يُؤْتِي الْحِكْمَةَ مَنْ يَشَٓاءُ وَمَنْ يُؤْتَ الْحِكْمَةَ فَقَدْ اُو۫تِيَ خَيْراً كَثٖيراً وَمَا يَذَّكَّرُ اِلَّٓا اُو۬لُوا الْاَلْبَابِ 

“Allah, ilmi, Kur’ân’ın ifadesine vukufu, meseleleri anlamayı, isabetli kararı ve çözümü, olayları değerlendirme kabiliyetini, sağlıklı ve ahlâklı yaşama bilgisini, sünnetine, düzeninin yasalarına uygun olarak, iradesinin tecellisine tâbi, akıllı ve sorumlu kimselere verir. Kendilerine ilim ve hikmet, Kur’ân verilenler, dünya ve âhiret mutluluğuna kavuşanlardır. Kur’ân hükümleri ve vahy ile gelen ilkelerden, yalnızca akıl ve vicdan sahipleri düşünüp ibret alırlar.” (Bakara/269)

Büyük düşünceler öyle herkeste bulunmaz. İnsanların çoğu vasat düşüncelere sahiptir. Bu yüzden yüksek fikirler onları ürkütebilir. 

           Cenap Şehabettin; “yüksek fikirler, yüksek dağlara benzer. Alışık olmayanları ürkütür” derken dile getirdiği şey de budur. İnsanların çoğu orta düzeyde olunca yüksek fikir ve düşünceleri, karşılarına dikilmiş koca koca dağlar gibi görür ve irkilirler. Olayların hakikatini ancak hikmet sahibi, ilim erbabı akıl sahipleri anlar. Sevgili Peygamberimizin; “Allahım eşyanın hakikatini bana olduğu gibi göster” buyurması, bu yüzden önemlidir.

          Şems-i Tebrizi de der ki; “hakikat iki kişiye muhtaç; biri onu dillendiren, diğeri onu anlayan.” Hz. Peygamber hakikati “dillendiriyor” “Yarabbi eşyanın hakikatini bana olduğu gibi göster” buyuruyor. (Burada Kur’an’da Kehf suresinde geçen Hz. Musa (a.s) ve Hızır kıssasına değerli okuyucularım bir bakarsa iyi olur.) Peygamberi “anlayanlar” yani O’na iman edenlerle birleşince hakikat ortaya çıkıyor. 

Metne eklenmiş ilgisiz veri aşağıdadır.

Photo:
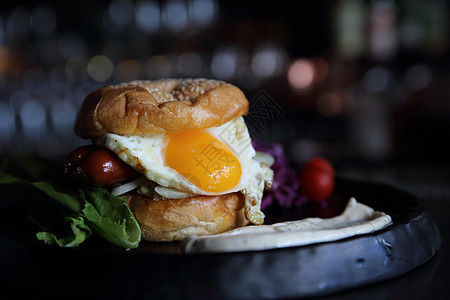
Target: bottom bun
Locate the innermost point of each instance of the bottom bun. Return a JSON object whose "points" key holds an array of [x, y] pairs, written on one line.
{"points": [[175, 219]]}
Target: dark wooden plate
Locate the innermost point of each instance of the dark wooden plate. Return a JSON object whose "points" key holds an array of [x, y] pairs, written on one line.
{"points": [[161, 270]]}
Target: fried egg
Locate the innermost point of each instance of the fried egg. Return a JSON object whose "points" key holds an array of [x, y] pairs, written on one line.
{"points": [[210, 161]]}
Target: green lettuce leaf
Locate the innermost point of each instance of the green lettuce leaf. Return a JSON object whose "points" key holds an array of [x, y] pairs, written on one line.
{"points": [[96, 209], [79, 229], [111, 218]]}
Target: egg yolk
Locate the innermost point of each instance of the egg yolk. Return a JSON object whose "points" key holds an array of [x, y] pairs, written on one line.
{"points": [[203, 160]]}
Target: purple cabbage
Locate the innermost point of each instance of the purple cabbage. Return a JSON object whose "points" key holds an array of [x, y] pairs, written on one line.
{"points": [[285, 190]]}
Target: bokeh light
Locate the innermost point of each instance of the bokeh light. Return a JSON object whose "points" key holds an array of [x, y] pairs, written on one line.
{"points": [[100, 68], [301, 74]]}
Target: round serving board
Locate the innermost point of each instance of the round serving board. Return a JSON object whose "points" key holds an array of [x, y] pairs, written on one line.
{"points": [[161, 270]]}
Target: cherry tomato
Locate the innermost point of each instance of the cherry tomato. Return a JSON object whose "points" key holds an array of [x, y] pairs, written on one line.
{"points": [[97, 166], [102, 167], [317, 179]]}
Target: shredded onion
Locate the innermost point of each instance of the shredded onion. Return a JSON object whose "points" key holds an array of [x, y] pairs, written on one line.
{"points": [[171, 193], [126, 187]]}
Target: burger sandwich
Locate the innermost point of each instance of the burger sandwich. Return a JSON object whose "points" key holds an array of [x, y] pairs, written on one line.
{"points": [[179, 150]]}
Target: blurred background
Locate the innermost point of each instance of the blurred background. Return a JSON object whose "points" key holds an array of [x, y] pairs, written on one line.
{"points": [[363, 83]]}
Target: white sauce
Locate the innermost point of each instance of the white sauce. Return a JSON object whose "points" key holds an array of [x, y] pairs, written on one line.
{"points": [[357, 219]]}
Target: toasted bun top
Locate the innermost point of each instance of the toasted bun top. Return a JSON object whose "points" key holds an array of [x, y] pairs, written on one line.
{"points": [[153, 107]]}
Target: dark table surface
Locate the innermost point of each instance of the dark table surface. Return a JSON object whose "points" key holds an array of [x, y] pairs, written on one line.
{"points": [[431, 184], [429, 281]]}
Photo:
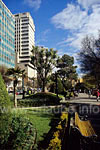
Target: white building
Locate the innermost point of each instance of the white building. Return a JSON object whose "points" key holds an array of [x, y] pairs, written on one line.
{"points": [[24, 40]]}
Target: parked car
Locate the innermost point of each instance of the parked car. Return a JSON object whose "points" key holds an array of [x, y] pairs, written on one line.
{"points": [[94, 92]]}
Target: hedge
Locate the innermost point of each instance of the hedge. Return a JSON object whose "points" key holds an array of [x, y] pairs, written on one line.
{"points": [[40, 99], [5, 115]]}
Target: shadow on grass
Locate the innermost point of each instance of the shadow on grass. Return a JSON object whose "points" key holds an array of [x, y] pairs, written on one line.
{"points": [[43, 145]]}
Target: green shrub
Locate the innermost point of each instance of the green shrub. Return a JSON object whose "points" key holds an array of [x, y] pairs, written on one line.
{"points": [[22, 135], [40, 99], [5, 115]]}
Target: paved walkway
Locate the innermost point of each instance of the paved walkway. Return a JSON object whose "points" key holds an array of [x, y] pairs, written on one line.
{"points": [[84, 99]]}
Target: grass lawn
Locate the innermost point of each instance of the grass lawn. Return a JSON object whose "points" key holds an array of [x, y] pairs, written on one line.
{"points": [[41, 119]]}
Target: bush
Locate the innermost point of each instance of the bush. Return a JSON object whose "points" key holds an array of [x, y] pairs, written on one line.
{"points": [[5, 115], [22, 135], [40, 99]]}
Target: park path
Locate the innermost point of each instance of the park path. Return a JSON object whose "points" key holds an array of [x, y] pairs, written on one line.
{"points": [[84, 98]]}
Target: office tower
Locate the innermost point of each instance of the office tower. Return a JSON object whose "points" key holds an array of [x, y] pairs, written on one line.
{"points": [[7, 37], [24, 40]]}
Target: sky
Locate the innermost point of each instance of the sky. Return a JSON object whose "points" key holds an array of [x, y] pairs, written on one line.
{"points": [[61, 24]]}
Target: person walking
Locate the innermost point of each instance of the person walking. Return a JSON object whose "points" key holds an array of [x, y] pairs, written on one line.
{"points": [[89, 93]]}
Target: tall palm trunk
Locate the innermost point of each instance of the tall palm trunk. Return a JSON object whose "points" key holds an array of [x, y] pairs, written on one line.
{"points": [[43, 88], [15, 98]]}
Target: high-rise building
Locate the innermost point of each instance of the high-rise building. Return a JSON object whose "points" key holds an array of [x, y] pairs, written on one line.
{"points": [[24, 40], [7, 36]]}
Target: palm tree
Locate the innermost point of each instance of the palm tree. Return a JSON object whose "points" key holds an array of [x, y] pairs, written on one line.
{"points": [[15, 73], [3, 71]]}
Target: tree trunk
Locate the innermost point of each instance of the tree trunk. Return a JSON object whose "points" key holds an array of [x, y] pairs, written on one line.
{"points": [[43, 88], [23, 88], [15, 98]]}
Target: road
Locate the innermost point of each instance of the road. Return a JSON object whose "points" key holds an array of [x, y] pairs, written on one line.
{"points": [[88, 108]]}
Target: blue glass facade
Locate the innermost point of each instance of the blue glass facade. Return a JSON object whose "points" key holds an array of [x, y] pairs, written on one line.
{"points": [[7, 37]]}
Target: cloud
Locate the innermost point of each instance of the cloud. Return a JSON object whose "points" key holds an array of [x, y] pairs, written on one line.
{"points": [[70, 18], [33, 3], [42, 37], [88, 3], [78, 23]]}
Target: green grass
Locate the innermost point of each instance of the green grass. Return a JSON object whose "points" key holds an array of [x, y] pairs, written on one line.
{"points": [[39, 117]]}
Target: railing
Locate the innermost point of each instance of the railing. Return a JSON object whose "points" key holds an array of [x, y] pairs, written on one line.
{"points": [[84, 127]]}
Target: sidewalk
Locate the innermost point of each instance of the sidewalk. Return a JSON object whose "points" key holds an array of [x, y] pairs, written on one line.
{"points": [[83, 98]]}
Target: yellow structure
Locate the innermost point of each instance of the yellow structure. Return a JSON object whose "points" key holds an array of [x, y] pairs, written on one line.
{"points": [[85, 127]]}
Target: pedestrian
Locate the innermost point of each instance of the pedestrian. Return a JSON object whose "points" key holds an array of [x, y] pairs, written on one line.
{"points": [[98, 95], [89, 92]]}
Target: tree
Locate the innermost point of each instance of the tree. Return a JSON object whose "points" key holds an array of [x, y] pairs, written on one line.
{"points": [[66, 70], [5, 115], [89, 57], [3, 71], [44, 61], [15, 73]]}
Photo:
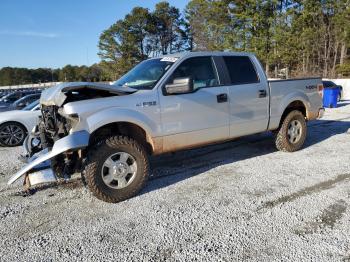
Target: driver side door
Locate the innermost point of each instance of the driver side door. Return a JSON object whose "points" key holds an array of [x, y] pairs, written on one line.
{"points": [[200, 116]]}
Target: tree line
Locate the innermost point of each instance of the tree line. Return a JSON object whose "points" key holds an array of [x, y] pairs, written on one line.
{"points": [[18, 76], [290, 37], [304, 38]]}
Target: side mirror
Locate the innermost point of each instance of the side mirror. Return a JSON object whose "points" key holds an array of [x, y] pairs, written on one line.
{"points": [[181, 85]]}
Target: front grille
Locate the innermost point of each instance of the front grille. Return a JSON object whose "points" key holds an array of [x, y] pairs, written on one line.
{"points": [[49, 117]]}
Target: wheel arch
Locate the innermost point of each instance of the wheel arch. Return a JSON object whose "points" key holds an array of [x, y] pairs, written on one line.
{"points": [[298, 105], [126, 128]]}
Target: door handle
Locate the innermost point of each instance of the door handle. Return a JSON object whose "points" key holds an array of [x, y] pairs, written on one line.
{"points": [[262, 93], [222, 98]]}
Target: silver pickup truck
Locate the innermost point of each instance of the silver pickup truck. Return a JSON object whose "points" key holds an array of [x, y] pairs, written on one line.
{"points": [[165, 104]]}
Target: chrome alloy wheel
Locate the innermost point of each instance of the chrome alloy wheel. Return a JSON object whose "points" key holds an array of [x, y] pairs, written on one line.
{"points": [[11, 135], [119, 170], [294, 131]]}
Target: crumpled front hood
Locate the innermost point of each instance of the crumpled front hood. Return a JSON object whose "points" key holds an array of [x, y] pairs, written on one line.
{"points": [[55, 95]]}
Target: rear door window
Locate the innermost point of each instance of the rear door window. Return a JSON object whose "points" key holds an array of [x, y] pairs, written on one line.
{"points": [[200, 69], [241, 70]]}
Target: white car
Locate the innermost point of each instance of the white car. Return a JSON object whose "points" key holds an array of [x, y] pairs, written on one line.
{"points": [[16, 124]]}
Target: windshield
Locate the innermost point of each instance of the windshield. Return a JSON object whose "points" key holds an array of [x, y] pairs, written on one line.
{"points": [[31, 106], [146, 74]]}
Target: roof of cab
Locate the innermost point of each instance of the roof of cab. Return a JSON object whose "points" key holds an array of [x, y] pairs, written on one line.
{"points": [[206, 53]]}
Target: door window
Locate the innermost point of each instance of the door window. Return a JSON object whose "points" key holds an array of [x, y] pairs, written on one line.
{"points": [[200, 70], [241, 70]]}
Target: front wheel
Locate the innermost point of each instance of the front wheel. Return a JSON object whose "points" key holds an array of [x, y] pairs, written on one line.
{"points": [[116, 169], [12, 134], [291, 135]]}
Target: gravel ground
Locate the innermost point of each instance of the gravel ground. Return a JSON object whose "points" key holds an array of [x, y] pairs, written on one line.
{"points": [[240, 200]]}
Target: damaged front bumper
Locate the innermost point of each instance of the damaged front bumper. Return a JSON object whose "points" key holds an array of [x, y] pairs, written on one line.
{"points": [[34, 169]]}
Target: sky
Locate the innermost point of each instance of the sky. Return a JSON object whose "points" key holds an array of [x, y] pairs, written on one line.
{"points": [[47, 33]]}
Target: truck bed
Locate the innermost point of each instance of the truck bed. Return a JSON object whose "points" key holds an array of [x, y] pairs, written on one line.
{"points": [[283, 92]]}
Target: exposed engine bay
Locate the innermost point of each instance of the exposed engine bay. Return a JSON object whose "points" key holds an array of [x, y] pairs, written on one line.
{"points": [[54, 125]]}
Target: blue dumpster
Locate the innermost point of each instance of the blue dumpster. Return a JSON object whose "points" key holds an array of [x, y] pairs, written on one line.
{"points": [[330, 97]]}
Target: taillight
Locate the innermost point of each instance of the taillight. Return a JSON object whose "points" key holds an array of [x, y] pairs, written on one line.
{"points": [[320, 89]]}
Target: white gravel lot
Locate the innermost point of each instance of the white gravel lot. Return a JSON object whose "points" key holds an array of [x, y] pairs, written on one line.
{"points": [[241, 200]]}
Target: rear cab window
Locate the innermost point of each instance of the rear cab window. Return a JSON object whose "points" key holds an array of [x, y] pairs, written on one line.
{"points": [[200, 69], [241, 70]]}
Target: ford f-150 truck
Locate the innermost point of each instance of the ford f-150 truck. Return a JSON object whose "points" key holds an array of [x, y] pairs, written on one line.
{"points": [[165, 104]]}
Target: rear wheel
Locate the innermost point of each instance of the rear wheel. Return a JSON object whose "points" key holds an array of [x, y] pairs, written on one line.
{"points": [[117, 168], [291, 135], [12, 134]]}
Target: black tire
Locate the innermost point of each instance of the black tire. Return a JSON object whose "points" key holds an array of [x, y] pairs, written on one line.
{"points": [[96, 163], [16, 134], [283, 140]]}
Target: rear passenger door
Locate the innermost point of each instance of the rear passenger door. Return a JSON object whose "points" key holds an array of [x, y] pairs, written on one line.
{"points": [[198, 117], [248, 95]]}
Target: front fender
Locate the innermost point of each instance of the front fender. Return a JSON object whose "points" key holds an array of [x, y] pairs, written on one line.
{"points": [[74, 141], [113, 115]]}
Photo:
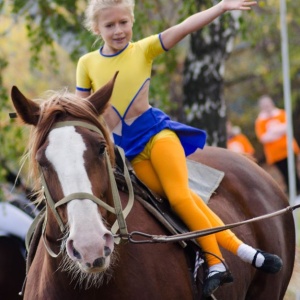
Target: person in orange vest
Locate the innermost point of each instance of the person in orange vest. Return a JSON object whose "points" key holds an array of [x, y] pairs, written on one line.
{"points": [[271, 131], [237, 141]]}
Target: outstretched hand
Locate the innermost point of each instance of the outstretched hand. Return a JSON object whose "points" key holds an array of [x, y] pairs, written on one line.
{"points": [[237, 4]]}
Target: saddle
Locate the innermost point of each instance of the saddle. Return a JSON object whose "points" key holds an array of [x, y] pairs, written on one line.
{"points": [[160, 208]]}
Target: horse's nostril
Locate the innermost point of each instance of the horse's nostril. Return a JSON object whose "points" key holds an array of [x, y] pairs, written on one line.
{"points": [[76, 253], [99, 262], [107, 251]]}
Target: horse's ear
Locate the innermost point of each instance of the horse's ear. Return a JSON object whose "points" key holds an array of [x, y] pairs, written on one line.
{"points": [[27, 109], [100, 98]]}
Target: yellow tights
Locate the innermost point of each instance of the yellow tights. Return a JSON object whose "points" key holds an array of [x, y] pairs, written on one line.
{"points": [[162, 167]]}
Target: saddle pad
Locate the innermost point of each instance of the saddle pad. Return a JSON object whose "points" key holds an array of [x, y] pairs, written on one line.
{"points": [[203, 180]]}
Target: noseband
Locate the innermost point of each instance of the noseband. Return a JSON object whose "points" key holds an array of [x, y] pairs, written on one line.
{"points": [[121, 214]]}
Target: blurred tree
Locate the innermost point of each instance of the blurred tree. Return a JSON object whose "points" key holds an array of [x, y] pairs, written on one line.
{"points": [[255, 65], [208, 50]]}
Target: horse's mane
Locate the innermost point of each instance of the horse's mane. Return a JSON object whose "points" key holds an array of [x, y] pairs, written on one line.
{"points": [[60, 105]]}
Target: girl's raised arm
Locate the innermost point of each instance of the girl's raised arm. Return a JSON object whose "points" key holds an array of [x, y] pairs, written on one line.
{"points": [[176, 33]]}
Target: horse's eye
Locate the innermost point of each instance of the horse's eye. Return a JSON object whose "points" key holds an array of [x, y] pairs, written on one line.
{"points": [[102, 149]]}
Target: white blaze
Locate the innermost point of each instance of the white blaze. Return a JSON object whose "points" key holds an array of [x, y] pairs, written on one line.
{"points": [[65, 152]]}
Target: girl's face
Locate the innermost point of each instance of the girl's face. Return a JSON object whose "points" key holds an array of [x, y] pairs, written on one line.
{"points": [[115, 27]]}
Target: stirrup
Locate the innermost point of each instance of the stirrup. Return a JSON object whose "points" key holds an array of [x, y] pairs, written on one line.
{"points": [[272, 263]]}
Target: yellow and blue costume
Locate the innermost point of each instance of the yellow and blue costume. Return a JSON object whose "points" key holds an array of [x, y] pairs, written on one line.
{"points": [[156, 145]]}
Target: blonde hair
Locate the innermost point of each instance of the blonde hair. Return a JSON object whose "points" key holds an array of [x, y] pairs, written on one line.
{"points": [[95, 6]]}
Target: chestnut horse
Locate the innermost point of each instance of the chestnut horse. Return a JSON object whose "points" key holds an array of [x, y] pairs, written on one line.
{"points": [[12, 267], [77, 256]]}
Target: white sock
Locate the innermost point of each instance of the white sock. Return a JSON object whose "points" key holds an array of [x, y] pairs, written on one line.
{"points": [[216, 269], [247, 253]]}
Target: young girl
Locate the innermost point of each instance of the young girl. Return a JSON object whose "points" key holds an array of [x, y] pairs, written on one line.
{"points": [[156, 146]]}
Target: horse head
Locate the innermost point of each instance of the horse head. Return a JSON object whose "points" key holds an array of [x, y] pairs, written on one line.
{"points": [[71, 153]]}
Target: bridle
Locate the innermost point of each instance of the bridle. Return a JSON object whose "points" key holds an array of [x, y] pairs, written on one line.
{"points": [[120, 223]]}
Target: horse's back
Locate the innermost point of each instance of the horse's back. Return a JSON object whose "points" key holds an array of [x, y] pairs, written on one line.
{"points": [[245, 192]]}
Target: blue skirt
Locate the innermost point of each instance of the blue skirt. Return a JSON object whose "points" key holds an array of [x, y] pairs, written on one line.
{"points": [[135, 136]]}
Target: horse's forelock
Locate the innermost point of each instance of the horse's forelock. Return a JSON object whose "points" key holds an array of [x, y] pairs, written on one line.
{"points": [[57, 107]]}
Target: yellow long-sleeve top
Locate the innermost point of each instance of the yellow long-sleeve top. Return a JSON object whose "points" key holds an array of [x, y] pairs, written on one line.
{"points": [[271, 131]]}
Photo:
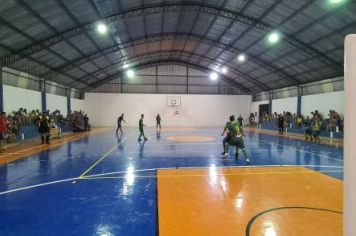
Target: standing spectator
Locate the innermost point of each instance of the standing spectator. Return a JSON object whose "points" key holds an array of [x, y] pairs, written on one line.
{"points": [[280, 124], [140, 126], [240, 119], [308, 129], [86, 123], [119, 125], [158, 121], [44, 128], [3, 130]]}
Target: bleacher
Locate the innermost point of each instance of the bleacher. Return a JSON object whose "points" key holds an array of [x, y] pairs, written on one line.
{"points": [[28, 132], [272, 125]]}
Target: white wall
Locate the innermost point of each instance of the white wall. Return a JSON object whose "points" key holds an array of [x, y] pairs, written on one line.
{"points": [[196, 110], [55, 102], [77, 104], [350, 137], [255, 106], [323, 103], [285, 104], [15, 98]]}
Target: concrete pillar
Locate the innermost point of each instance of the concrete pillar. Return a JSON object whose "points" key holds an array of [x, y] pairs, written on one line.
{"points": [[43, 96], [350, 137], [270, 97], [1, 93], [69, 104], [299, 101]]}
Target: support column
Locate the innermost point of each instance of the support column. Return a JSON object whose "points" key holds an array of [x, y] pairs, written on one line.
{"points": [[69, 104], [187, 80], [270, 97], [350, 136], [156, 79], [43, 96], [299, 101], [1, 93]]}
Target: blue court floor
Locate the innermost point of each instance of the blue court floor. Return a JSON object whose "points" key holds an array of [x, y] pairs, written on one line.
{"points": [[41, 195]]}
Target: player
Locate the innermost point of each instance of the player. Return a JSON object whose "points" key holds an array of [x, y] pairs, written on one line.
{"points": [[227, 138], [236, 133], [140, 126], [120, 119]]}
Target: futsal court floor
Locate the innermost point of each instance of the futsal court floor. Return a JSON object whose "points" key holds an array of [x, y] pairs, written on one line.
{"points": [[176, 183]]}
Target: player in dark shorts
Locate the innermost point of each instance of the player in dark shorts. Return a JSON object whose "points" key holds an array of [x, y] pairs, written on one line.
{"points": [[158, 121], [120, 119], [140, 127], [316, 128], [227, 138], [308, 129], [236, 133]]}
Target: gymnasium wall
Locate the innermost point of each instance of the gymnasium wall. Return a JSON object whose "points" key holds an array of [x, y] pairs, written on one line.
{"points": [[55, 102], [196, 110], [285, 104], [323, 103], [77, 104], [256, 105], [15, 98]]}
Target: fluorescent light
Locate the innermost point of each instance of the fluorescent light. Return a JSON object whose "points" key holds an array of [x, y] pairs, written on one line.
{"points": [[241, 58], [102, 28], [130, 73], [213, 76], [274, 37]]}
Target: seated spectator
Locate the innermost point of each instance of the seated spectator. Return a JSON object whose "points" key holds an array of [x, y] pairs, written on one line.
{"points": [[86, 123], [43, 128], [299, 121]]}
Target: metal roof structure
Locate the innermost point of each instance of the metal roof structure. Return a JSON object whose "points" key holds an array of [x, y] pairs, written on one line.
{"points": [[58, 40]]}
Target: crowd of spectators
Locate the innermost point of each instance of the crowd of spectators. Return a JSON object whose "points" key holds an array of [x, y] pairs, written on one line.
{"points": [[17, 119], [333, 122]]}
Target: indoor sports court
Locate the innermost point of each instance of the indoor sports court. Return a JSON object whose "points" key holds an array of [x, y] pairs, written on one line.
{"points": [[224, 117]]}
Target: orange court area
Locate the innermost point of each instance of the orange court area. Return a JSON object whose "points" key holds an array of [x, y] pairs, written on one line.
{"points": [[23, 150], [249, 201]]}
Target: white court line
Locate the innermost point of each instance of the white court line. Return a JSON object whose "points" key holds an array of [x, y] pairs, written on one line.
{"points": [[320, 155], [102, 158], [167, 168], [44, 145]]}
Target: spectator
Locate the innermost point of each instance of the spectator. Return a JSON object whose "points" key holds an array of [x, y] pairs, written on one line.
{"points": [[240, 119], [44, 128]]}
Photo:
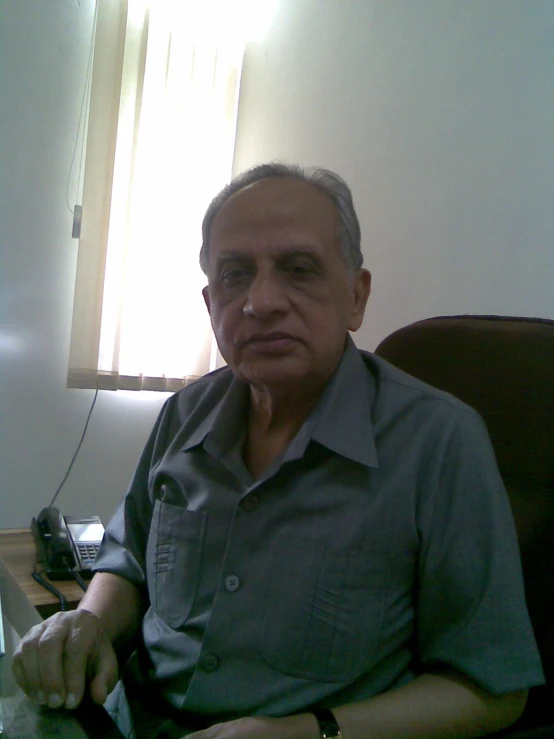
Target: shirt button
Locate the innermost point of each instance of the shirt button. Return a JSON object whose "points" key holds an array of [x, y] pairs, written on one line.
{"points": [[210, 662], [251, 502], [232, 583]]}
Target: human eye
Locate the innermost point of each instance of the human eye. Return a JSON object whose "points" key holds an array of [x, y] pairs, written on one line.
{"points": [[299, 268], [233, 274]]}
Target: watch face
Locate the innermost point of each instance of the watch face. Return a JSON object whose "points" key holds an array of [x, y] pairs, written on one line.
{"points": [[327, 725]]}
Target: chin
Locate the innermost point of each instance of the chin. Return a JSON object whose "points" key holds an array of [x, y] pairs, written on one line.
{"points": [[272, 373]]}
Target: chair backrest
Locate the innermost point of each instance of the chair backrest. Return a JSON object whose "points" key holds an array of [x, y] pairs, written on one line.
{"points": [[504, 368]]}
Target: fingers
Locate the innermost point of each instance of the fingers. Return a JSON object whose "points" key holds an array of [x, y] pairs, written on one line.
{"points": [[52, 661], [25, 664], [78, 648], [104, 671], [50, 655]]}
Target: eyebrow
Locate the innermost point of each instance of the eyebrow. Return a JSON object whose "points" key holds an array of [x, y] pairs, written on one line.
{"points": [[304, 251]]}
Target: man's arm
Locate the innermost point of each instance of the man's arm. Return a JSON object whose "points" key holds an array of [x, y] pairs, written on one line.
{"points": [[437, 705], [54, 660], [118, 604], [442, 704]]}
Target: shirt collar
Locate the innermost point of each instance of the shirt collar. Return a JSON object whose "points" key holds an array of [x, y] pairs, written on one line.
{"points": [[341, 420], [224, 424]]}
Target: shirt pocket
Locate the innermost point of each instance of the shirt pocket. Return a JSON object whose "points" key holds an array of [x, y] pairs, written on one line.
{"points": [[324, 610], [173, 560]]}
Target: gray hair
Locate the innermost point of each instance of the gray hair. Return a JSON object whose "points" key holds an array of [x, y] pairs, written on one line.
{"points": [[325, 180]]}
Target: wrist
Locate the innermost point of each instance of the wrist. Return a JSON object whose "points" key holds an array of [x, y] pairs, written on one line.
{"points": [[302, 726]]}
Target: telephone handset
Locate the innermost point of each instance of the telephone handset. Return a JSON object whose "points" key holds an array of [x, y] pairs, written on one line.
{"points": [[67, 543]]}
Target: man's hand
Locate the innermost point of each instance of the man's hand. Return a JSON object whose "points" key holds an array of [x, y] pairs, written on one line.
{"points": [[53, 661], [301, 726]]}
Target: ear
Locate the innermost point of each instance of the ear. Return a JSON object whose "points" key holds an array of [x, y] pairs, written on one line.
{"points": [[361, 289], [206, 296]]}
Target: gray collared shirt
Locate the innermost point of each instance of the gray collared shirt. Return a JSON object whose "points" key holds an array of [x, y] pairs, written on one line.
{"points": [[380, 542]]}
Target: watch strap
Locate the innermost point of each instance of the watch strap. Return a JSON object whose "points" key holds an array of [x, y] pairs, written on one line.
{"points": [[327, 724]]}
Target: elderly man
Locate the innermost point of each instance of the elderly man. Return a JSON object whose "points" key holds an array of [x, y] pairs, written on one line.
{"points": [[314, 544]]}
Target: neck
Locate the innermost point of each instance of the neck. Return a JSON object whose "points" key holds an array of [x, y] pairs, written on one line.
{"points": [[281, 413]]}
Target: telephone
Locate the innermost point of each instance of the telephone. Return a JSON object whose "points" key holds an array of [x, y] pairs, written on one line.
{"points": [[67, 543]]}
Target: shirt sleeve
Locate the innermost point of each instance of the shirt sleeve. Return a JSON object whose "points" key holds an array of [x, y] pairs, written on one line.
{"points": [[123, 548], [471, 610]]}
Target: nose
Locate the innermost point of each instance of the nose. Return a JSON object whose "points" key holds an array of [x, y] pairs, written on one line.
{"points": [[266, 296]]}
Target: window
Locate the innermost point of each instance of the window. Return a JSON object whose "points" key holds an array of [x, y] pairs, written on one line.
{"points": [[160, 141]]}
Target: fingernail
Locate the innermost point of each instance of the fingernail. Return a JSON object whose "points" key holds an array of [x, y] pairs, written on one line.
{"points": [[70, 700], [54, 700]]}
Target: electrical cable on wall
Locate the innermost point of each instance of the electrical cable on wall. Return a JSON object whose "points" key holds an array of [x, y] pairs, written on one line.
{"points": [[62, 483]]}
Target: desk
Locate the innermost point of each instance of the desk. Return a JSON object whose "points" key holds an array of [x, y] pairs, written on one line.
{"points": [[19, 553]]}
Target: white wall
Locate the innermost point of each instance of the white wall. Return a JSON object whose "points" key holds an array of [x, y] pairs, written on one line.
{"points": [[44, 51], [440, 116]]}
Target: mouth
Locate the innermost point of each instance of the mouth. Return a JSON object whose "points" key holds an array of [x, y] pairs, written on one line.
{"points": [[271, 342]]}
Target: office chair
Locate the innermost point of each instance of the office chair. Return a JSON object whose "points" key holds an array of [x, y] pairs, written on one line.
{"points": [[504, 368]]}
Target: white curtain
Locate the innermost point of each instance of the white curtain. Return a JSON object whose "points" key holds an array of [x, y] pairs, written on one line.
{"points": [[160, 142]]}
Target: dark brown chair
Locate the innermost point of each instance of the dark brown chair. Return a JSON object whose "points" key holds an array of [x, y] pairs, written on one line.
{"points": [[504, 368]]}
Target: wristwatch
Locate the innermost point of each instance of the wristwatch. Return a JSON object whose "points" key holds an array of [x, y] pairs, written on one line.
{"points": [[327, 724]]}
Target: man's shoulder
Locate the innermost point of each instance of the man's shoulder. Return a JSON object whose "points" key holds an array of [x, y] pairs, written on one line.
{"points": [[398, 387], [207, 390]]}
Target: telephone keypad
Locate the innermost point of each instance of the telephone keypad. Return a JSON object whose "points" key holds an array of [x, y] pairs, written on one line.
{"points": [[88, 552]]}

          Yüce Rabbimiz, Hz. Peygambere sen çok açık ve seçik, lamı cimi olmayan, çok net bir hakikat, üzerindesin buyurmuyor mu? “Allah’a güven! Şüphesiz ki sen apaçık  hakikat üzeresin.” (Neml/79) ayetiyle. 

          Hz. Peygamberin gizlisi saklısı yok, kendisine indirileni, hakikati, noktasına virgülüne dokunmadan dillendirip tebliğ ediyor, Dolayısıyla hakikatin ilk aşaması ortaya çıkıyor. İkinci aşamasında ise bu hakikati anlayanlar, yani sahabeler ve sonradan günümüze kadar tüm O’na inananlar, devreye giriyor. 

          Sonuç ortada, hak ve hakikat güneş gibi her yerden görülüyor. İsterse hakikati görmek istemeyenler, hakikati yani güneşi görmemek için, elleriyle gözlerini kapatsınlar. Sonuç değişmez. Onlar gözlerini kapattı diye güneş ve ışığı yok olmuyor. Algılama bozukluğu ya da hallüsinasyon (sanrı) görüyorlar kimbilir? 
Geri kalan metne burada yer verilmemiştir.